There’s an awkward silence for a moment, and then Jared turns to me. Here it comes—more comments about me and my red stapler. Just fabulous.
“I had one of the cupcakes, Julia. Really good stuff,” he says, the smirk turning into more of a genuine smile, and of course my heart flutters a little, which is so annoying and unfounded. He has a seriously great smile, a great smile that I hate, of course. I must keep reminding myself that he stole my job, great smile or not.
“Thanks,” I squeak out and nod my head, nervously pursing my lips together, and that’s pretty much all I’ve got at this point. Brown looks at me strangely and then nudges me lightly in the ribs with her elbow.
“So let me guess,” he looks from Brown to me, “you two must be the gossip girls around here.”
Brown and I look at each other, and my eyes widen. How the heck would he know that?
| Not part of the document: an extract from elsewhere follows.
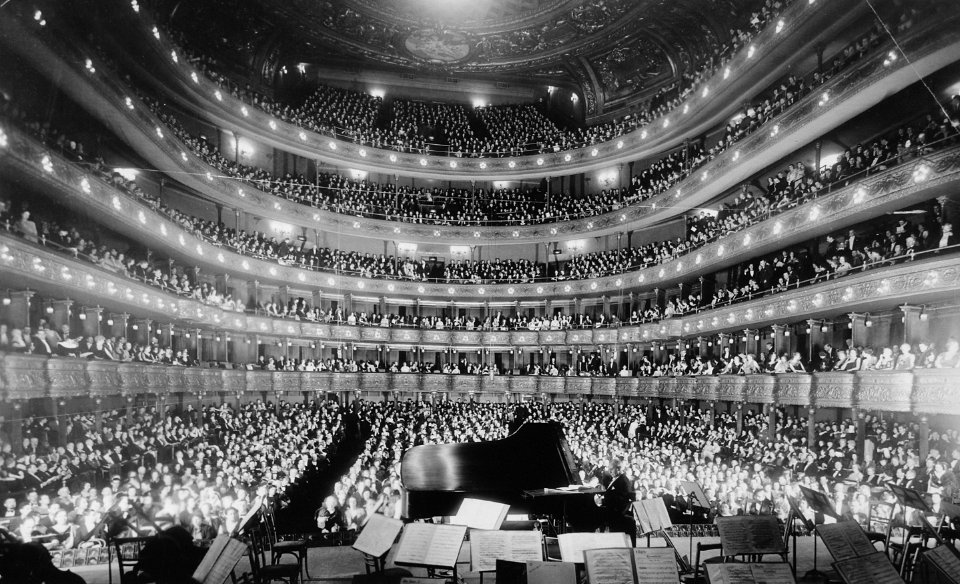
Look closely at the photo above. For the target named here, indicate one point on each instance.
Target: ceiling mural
(626, 46)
Did someone say something? Are we that transparent?
“What makes you think that?” Brown asks, sounding a little insulted.
“Just a hunch.” He shrugs. The fluttering suddenly goes away. Who is this guy?
“Well, you’re wrong,” Brown says, and looks at him like he’s got some nerve.
“Whoa, hey, I don’t mean to offend.” He smiles genuinely at us and just like that, the flutters are back. “I just wondered if you two are the people that have all the information. You know, the good, juicy company stuff. I like to know what’s going on around me.”